Bu konuda size birinin şu duayı oku yada şu okumayı yap demesi ağızların püfünü, son söz ise duayı size aktaran insanı göstermektedir. rastgele kitaplarda yada internette karşılaştığınız dua ve okumalar için.

Unutmayın yemek yapmak güzeldir ama elini yıkamayan tuvalet temizlikçisinin eliyle yapılan yemek asla yenmez. Ağızlar meselesi.

Unutmayın yemek güzeldir ama tuvallette saklanan yemek asla yenmez. Son söz.

Yani bana bu duayı Ahmet oku dedi mehmet oku dedi okurum yanlıştır ( ağızlar meselesi )

Yani ben bunu bilmem ne formda gördüm yazarı tostosdu, fastosdu olmaz ( Son söz )

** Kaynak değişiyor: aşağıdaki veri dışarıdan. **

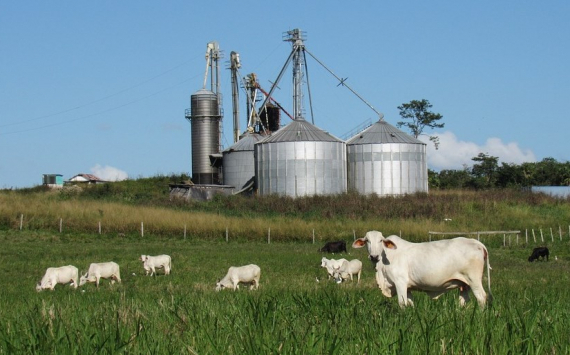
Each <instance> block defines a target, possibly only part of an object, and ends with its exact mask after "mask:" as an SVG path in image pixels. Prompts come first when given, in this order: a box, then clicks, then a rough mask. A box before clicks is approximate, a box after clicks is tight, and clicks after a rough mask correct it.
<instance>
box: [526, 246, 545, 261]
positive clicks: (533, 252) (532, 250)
mask: <svg viewBox="0 0 570 355" xmlns="http://www.w3.org/2000/svg"><path fill="white" fill-rule="evenodd" d="M549 255H550V252H549V251H548V248H547V247H538V248H534V249H533V250H532V254H531V255H530V256H529V257H528V261H530V262H533V261H535V260H538V258H541V260H544V258H546V261H548V256H549Z"/></svg>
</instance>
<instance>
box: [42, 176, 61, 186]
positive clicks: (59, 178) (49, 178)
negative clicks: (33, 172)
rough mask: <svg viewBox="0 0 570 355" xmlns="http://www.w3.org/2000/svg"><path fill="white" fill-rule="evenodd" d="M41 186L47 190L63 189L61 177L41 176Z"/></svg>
mask: <svg viewBox="0 0 570 355" xmlns="http://www.w3.org/2000/svg"><path fill="white" fill-rule="evenodd" d="M42 185H43V186H47V187H49V188H54V189H60V188H62V187H63V175H61V174H43V178H42Z"/></svg>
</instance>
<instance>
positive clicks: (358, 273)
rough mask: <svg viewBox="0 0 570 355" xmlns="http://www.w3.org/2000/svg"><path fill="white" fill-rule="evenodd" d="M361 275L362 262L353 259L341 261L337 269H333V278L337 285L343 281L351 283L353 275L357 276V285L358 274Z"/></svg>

Duayı ve okumayı duyduğunuz ve aldığınız yer size bir ambulansamı yada hırsızın arabasınamı bindiğinizi belirleyecektir. Birinde hastaneye şifa bulmaya giderken diğeri ile hırsızlığa ve suç işlemeye gidersiniz. Bu anlatımda dua benzille anlatılmaya çalışılmıştır, yani benzini bulduğunuz yer.